NCPA - National Center for Policy Analysis


June 30, 2004

The state of Vermont is listed as one of the most endangered places in the United States, according to the National Trust for Historic Preservation -- and they point to Wal-Mart as the problem.

In 1993, Vermont was the only state without a Wal-Mart store, but preservationists worried that the hold-out state would not remain that way. Currently, Vermont has four small Wal-Mart stores, with plans underway for expanding two of the stores and building an additional seven "mega" stores.

But some towns, particularly in manufacturing states, are welcoming Wal-Marts and other large retailers for the sales tax revenues and jobs they bring. In North Carolina, for example:

  • Surry County (with a Wal-Mart store) reported a $600 higher per capita income than neighboring Yadkin County (without a Wal-Mart store), but almost $7,000 more per capita in retail sales.
  • Surry County ranked 23rd out of North Carolina's 100 counties in retail sales per person, while Yadkin County ranked 83rd.

Opponents of "big box" retailers in Vermont worry about the impact of such stores on their communities, citing concerns they will consume farmland and contribute to sprawl, decimate small businesses and detract from the historic character of the state.

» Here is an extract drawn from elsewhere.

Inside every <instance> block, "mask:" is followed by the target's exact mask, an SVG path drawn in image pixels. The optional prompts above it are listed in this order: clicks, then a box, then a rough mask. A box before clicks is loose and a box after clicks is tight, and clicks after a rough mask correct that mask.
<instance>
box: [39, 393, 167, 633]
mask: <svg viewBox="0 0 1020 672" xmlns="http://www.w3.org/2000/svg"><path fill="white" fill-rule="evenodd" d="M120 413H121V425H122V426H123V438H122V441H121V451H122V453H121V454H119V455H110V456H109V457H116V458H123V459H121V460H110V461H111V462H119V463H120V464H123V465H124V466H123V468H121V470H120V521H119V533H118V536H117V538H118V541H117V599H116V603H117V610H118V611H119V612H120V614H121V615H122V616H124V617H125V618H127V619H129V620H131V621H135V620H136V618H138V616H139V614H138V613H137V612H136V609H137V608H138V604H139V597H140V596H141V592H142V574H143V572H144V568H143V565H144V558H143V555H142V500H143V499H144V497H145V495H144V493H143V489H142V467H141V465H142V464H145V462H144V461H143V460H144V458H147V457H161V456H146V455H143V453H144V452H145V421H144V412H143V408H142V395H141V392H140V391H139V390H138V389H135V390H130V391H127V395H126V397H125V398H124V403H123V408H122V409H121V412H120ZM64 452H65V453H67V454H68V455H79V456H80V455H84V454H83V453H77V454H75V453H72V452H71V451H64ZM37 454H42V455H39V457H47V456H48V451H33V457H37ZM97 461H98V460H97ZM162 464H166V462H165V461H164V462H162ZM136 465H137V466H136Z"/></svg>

Critics claim that in a state with a population of only 600,000 people, the addition of seven more Wal-Marts would be the "critical mass" needed to destroy Vermont.

Sources: Rowland Nethaway, "Prices Falling in Vermont," Waco Tribune Herald, May 26, 2004; "American's 11 Most Endangered Historic Places 2004: State of Vermont," National Trust for Historic Preservation; and Lisa Hoppenjans, "Big-Box Benefits," Winston-Salem Journal, April 25, 2004.